I stepped up to the highest slat of the bench. The Ferris wheel turned behind me, a slow, iron clock grinding out the minutes of my ascension. I was no longer a boy in short pants. I was the sovereign of the Second District.
Every empire requires an enemy to unify the populace. I already had mine.
His name was irrelevant. He was the ice cream vendor stationed between the Madame Tussauds garbage bins and the ghost train. A man with a damp forehead and a braided mustache who had mastered the art of the architectural fraud. To adults, he served dense, heavy spheres of pistachio and dark chocolate, pressing the scoop deep into the chilled metal tubs.
To children, he served a hollow scrape. A thin, deceptive dome of lemon or vanilla resting precariously on the rim of the waffle cone, hiding a vast, cynical pocket of air beneath. He relied on our lack of economic leverage. He assumed we lacked the vocabulary to articulate our exploitation. He had failed to account for a coup.
I left my bench and marched down the Hauptallee. The asphalt was soft under my sneakers, bleeding the heat of late July. The air smelled of ozone from the bumper cars and rotting sugar. I did not walk like a child heading toward a treat. I walked like an auditor.
A small crowd was gathered at his cart. He was in the middle of a transaction. A little girl, perhaps five, was watching with wide, trusting eyes as he dragged his silver scoop lightly across the surface of the strawberry ice cream, preparing to construct another empty lie.
I stopped ten feet away. I planted my feet. I let the ambient noise of the Prater—the synthetic accordion music, the shrieks from the Extasy ride, the hum of the cooling generators—wash over me. Then, I cut through it.
“Put it down.”
The pigeons on the roof of the ghost train lifted off in absolute unison.
The vendor flinched, the scoop hovering an inch above the cone. He looked around, confused, his eyes passing over me entirely, searching the adult faces for the source of the command.
The little girl’s father, a tall man in a linen shirt, suddenly reached out. His face was blank, his eyes unfocused. He took the half-empty waffle cone from the vendor’s hand. He did not give it to his daughter. Without a word, he turned his hand over and dropped it onto the sun-baked concrete.
It hit the ground with a wet, pathetic slap.
The father blinked, staring at his own fingers in mild terror, entirely unsure why he had just done that.
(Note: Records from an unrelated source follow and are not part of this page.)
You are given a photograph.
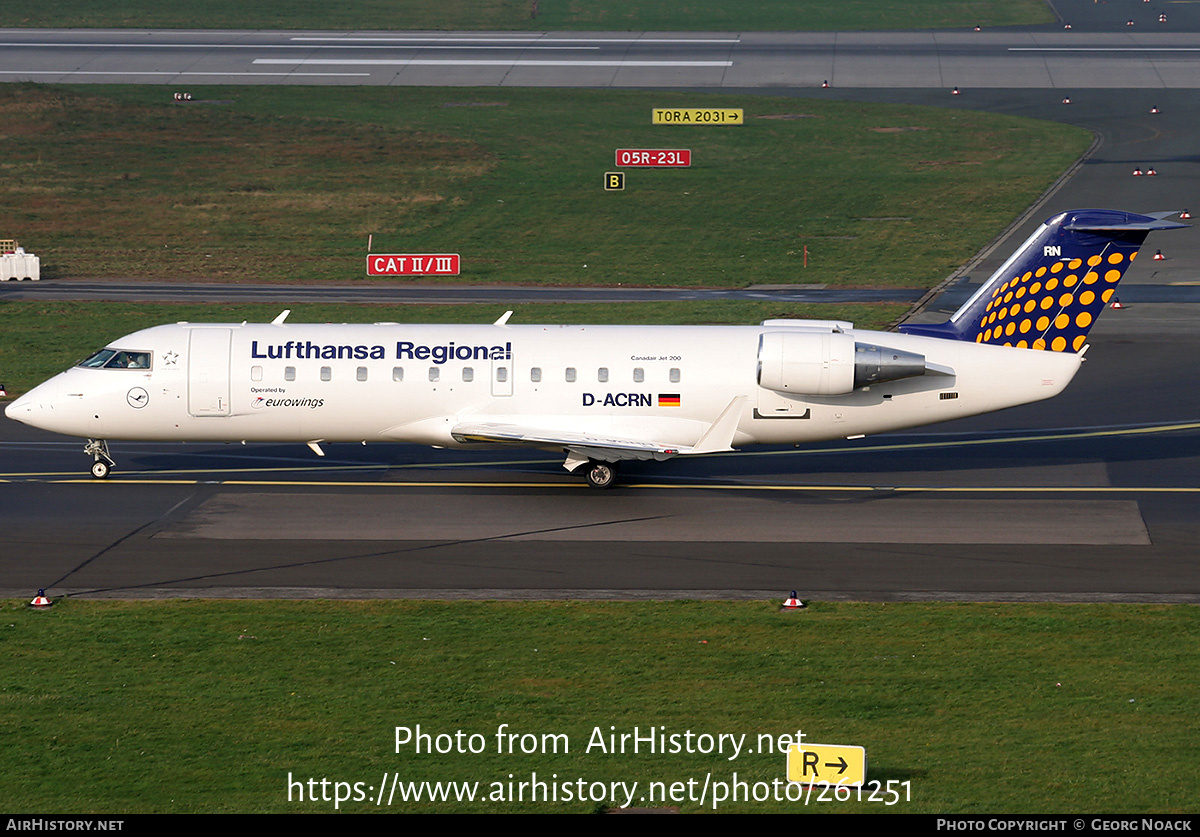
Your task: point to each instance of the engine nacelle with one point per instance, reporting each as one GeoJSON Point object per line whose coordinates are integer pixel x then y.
{"type": "Point", "coordinates": [829, 363]}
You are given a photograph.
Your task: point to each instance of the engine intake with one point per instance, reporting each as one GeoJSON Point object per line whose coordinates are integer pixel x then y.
{"type": "Point", "coordinates": [829, 363]}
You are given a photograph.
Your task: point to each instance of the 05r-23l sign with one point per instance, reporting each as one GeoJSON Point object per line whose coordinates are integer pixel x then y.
{"type": "Point", "coordinates": [653, 157]}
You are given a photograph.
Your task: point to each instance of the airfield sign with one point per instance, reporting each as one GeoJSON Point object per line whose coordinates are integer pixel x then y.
{"type": "Point", "coordinates": [827, 764]}
{"type": "Point", "coordinates": [413, 264]}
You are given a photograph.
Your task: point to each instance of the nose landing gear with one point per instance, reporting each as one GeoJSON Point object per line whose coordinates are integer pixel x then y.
{"type": "Point", "coordinates": [103, 462]}
{"type": "Point", "coordinates": [601, 474]}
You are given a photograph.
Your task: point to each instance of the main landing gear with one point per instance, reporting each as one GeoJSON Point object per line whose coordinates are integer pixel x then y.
{"type": "Point", "coordinates": [103, 462]}
{"type": "Point", "coordinates": [601, 474]}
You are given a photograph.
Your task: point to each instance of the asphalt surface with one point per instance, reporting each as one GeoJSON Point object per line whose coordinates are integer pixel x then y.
{"type": "Point", "coordinates": [1089, 497]}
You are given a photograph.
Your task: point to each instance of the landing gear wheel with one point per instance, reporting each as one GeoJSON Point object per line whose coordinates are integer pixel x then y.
{"type": "Point", "coordinates": [97, 449]}
{"type": "Point", "coordinates": [601, 474]}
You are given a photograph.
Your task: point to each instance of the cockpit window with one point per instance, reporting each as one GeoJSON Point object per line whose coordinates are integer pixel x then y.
{"type": "Point", "coordinates": [115, 359]}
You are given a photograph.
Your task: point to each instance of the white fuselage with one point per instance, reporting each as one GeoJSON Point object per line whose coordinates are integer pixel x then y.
{"type": "Point", "coordinates": [415, 383]}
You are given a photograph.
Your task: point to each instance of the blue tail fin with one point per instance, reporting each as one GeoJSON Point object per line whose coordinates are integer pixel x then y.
{"type": "Point", "coordinates": [1050, 291]}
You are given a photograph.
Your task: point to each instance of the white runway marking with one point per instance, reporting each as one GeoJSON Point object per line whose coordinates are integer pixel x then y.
{"type": "Point", "coordinates": [484, 62]}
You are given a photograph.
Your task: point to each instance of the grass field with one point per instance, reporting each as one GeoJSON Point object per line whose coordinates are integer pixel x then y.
{"type": "Point", "coordinates": [287, 184]}
{"type": "Point", "coordinates": [527, 14]}
{"type": "Point", "coordinates": [40, 339]}
{"type": "Point", "coordinates": [208, 706]}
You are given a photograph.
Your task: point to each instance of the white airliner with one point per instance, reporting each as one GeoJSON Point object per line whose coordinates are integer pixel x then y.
{"type": "Point", "coordinates": [603, 395]}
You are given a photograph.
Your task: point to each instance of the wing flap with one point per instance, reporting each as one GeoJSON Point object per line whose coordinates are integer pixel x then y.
{"type": "Point", "coordinates": [516, 434]}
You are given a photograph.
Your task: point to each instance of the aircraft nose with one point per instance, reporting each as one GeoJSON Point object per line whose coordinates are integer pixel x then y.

The little girl didn’t cry; she just stared at the crushed strawberry smear.
The vendor’s mouth opened. A bead of sweat rolled down his nose and hung there. He finally looked down and saw me.
I stood with my hands clasped behind my back. I did not smile. Rulers do not smile. I simply raised my right hand and pointed a single, unbending finger at the deep, untouched tub of stracciatella.
“Again,” I said softly.
A middle-aged tourist to my left immediately dropped her handbag.